SPY Technical. CPI / PPI, Palestine & Israel Tensions, and Bank Earnings


Chart done on hourly timeframe. Financial institutions are set to report earnings this week, which means it’s the start of earnings season. Industry leaders such as: JPMorgan Chase, Citigroup, Well Fargo…etc. will update markets on their Q3 performance. Their earnings last quarter surprised investors with better than expected numbers, but analysts are on edge this quarter as weak stock and bond market performance can have an impact on their bottomline. Banks already experienced volatility in the first half of 2023, so investors want to see them at least come in line with expectations to avoid further uncertainty. 

Other earnings in focus this week are expected from PepsiCo, Delta Airlines, and United Health. All three of these names hold heavy weight in different sectors and industries, so their earnings can give us an insight of what to expect from their peers in the coming weeks as more earnings unfold. Wall Street upped corporate earnings expectations last week, but there is still pessimism in the guidance issued by many companies in the S&P. As these companies report, we’re paying close attention to what their forward guidance looks like as they head into the fourth quarter, typically the strongest quarter of the year. 

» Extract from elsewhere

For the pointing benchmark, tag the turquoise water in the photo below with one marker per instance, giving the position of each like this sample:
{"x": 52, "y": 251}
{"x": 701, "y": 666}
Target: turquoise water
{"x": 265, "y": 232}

More inflation data is also set to report this week as the CPI and PPI reports give an update on prices from the consumers’ and producers’ standpoint in September. CPI inflation reading declined from a high of 9.1% in June 2022 to a low of 3% in June 2023, but for the last three months it has climbed back to 3.7%, away from The Fed’s target rate of 2%. Lingering inflation can cause The Fed to hold interest rates at their current high rates for a longer period, which causes stock market instability. Many companies rely on borrowing money to grow their workforce and for their research and development, so a high interest rate environment makes it more difficult and more expensive to borrow money, which hinders growth. 

Technical analysis:

SPY buyers were able to regain the overnight uptrend and close SPY above 430.00 on Friday, but the weekend developments from Palestine and Israel may have some impact to start the week. If markets do pull back, SPY will need to defend the 425.00-426.00 support for it to remain strong and of course, a close above 430.00 is preferred. The next resistance SPY is facing is 434.00, above that level we can see a gap fill to 438.00. If buyers fail to defend the 425.00 support, then the next downside support is 418.80-420.00, which will get ugly if broken.